Company engineers sought to make power management features more accessible than previous versions of Windows while at the same time, giving people the ability to customize settings.
The operating system, which, by default is smarter about what to turn on when, according to company executives. For example, the Bluetooth wireless services won't be activated until a device is connected and the DVD spindle will not fire up as often.
By default, there is an automatic sleep mode and laptop displays will dim after a short period of time. End users can adjust the power management settings from the battery meter on Windows 7 without having to go into the Control Panel.
"Just by providing that information when they hover over the battery and make a change with one click makes it really simple and we get the behavior we want," said Francois Ajenstat, director of environmental sustainability at Microsoft.
Microsoft is also working with hardware partners during the beta of Windows 7. The company will be sharing energy-related data in an effort to resolve driver conflicts that prevent a PC from going into sleep mode.
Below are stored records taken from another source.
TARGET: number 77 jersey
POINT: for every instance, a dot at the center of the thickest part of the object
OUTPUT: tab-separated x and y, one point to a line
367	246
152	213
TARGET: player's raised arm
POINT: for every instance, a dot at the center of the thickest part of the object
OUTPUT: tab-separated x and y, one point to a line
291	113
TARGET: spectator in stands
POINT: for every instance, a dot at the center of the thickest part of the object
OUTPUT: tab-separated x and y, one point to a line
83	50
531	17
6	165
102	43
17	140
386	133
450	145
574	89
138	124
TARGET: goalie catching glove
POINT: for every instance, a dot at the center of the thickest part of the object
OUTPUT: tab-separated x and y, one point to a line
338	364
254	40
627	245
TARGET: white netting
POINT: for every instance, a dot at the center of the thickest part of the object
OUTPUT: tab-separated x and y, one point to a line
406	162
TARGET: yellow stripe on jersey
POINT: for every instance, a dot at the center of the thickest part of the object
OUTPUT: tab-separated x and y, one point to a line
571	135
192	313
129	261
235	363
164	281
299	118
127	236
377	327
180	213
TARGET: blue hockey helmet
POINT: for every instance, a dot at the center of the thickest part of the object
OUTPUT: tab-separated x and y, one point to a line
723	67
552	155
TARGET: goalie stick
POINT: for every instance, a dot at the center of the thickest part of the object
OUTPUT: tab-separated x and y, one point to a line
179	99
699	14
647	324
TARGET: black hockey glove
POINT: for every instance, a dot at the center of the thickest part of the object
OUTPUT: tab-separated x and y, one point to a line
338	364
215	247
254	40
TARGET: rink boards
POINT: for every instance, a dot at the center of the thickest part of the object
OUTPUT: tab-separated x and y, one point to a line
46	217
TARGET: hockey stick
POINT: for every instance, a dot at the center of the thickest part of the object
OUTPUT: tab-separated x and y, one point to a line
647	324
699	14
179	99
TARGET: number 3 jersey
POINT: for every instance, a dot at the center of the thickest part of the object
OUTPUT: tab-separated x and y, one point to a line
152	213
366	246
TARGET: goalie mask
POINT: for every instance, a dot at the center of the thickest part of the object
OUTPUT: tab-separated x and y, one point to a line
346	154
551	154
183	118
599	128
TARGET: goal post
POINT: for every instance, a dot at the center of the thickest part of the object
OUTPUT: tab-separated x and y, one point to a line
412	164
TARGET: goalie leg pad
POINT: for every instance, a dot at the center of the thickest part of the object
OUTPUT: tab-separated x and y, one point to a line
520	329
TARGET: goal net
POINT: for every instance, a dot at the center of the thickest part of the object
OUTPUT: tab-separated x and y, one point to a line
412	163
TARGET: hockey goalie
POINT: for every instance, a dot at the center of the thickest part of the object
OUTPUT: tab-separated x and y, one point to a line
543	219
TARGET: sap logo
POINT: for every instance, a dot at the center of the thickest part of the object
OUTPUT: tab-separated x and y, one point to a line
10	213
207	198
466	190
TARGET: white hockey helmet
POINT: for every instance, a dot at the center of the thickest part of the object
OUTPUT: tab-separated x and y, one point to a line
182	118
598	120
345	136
IT professionals, meanwhile, get enhanced tools for centralized power management, including a command line program that diagnoses why a specific PC is not running efficiently by identifying problems such as driver conflicts.
Windows Vista added 30 new features for energy efficiency and Windows 7 enhances some of those. For example, Windows 7 has a "wake-up LAN" feature so that Wi-Fi-connected PCs can get roused out of sleep mode to get software updates.
"We tried to make it so you don't have to change anything but if you have a specific-use case, you can make changes through group policies," said Jason Leznek, group project manager for Windows 7.
The savings for a business from active PC power management are significant. Continental Airlines, which has thousands of PCs, saved between $1.5 million and $2 million a year by using the tools in Vista, according to Microsoft.
Microsoft expects that there is still a need for third-party companies that also do PC power management. Verdiem, for example, generates reports and works with multiple versions of Windows, said Leznek
Because there are so many variables, Leznek and Ajenstat shied away from giving a specific number on how much more efficient a Windows 7 PC can be. But they expect a significant cumulative effect.
"Probably 70 percent of business users leave PCs on at night for various reasons. That's a lot of wasted energy," said Ajenstat.